Rebuild the Dream, as the movement is called, harks back to Dr. Martin Luther King Jr.’s famous “I Have a Dream” speech, delivered nearly 50 years ago during a march on Washington, D.C.

The movement’s website includes this proclamation: “We, the American people, promise to defend and advance a simple ideal: liberty and justice … for all. Americans who are willing to work hard and play by the rules should be able to find a decent job, get a good home in a strong community, retire with dignity, and give their kids a better life. Every one of us—rich, poor, or in-between, regardless of skin color or birthplace, no matter their sexual orientation or gender—has the right to life, liberty, and the pursuit of happiness. That is our covenant, our compact, our contract with one another. It is a promise we can fulfill—but only by working together.”

The dream builders’ movement appears to be gaining steam. Two days before the Chico protest, Republican presidential candidate Mitt Romney was greeted by hecklers at the Iowa State Fair.

When Romney said raising taxes on people was not the way to balance the budget, a man yelled, “Corporations, corporations!” Romney responded, now infamously, “Corporations are people, my friend.”

Longtime fairgoers told NPR’s Debbie Elliott that the exchange “was out of character for the normally polite crowds sitting on hay bales, listening to the stump speeches.”

In Chico, activist Emily Alma, one of the local event’s organizers, took the stage and addressed the gathering.

“The American Dream is about people having the opportunity to provide for their families,” she said, “to be able to have a sense of security about their old age, to have a sense that their kids can go to college and get decent jobs, and a hope for a future that takes care of their personal needs. That is crumbling.”

Speaker Tom Reed, founder of the Butte County Health Care Coalition, voiced what was apparently a notion shared by many in attendance on this day, not to mention the Romney hecklers in Iowa.
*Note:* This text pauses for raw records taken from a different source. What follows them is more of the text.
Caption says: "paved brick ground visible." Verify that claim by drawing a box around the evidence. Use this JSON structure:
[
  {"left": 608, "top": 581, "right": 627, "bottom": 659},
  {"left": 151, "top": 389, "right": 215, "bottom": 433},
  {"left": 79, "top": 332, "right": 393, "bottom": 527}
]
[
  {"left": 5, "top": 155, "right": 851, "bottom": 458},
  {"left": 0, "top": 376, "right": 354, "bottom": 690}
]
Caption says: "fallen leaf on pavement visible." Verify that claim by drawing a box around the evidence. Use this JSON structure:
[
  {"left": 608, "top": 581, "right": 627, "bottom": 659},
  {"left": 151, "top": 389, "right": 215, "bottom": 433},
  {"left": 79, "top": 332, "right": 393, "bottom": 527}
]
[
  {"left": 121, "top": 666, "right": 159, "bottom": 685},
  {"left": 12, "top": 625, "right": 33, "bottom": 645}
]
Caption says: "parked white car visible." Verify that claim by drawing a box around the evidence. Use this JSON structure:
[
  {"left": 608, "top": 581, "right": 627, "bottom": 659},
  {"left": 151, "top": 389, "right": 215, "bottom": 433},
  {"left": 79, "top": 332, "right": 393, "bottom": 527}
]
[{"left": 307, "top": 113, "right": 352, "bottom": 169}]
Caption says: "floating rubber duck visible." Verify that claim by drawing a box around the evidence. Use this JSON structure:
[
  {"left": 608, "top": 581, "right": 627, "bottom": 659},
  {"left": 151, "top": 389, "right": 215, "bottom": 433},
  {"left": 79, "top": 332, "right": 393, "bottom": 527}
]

“During the last 30 years, the top 1 percent of the population has received 38.7 percent to total income growth in this nation,” he said. “As Jessie Jackson once suggested, those who had the party should get the hangover. What’s lacking in our country today are not financial resources but political will and moral clarity. Tax the rich.”

There were a few monitors present, strategically placed individuals who the day before had taken part in nonviolent training, just in case Tea Party types showed up to brew some trouble.

One of the monitors, Sheldon Praiser, explained: “We’re not expecting trouble, but you never know what might happen if there are some people opposed to the ideas that we’re behind at this rally today; you know, defending some of the economic rights of poor and middle-class Americans.

“There are people, Tea Partiers and others, that don’t believe the same thing and might want to come and express their disagreement, which is fine if they do it in an appropriate way. But if it becomes disruptive then it behooves the monitors to try to diffuse that situation calmly.”

The Tea Partiers did not show; or, if they did, they didn’t reveal their presence.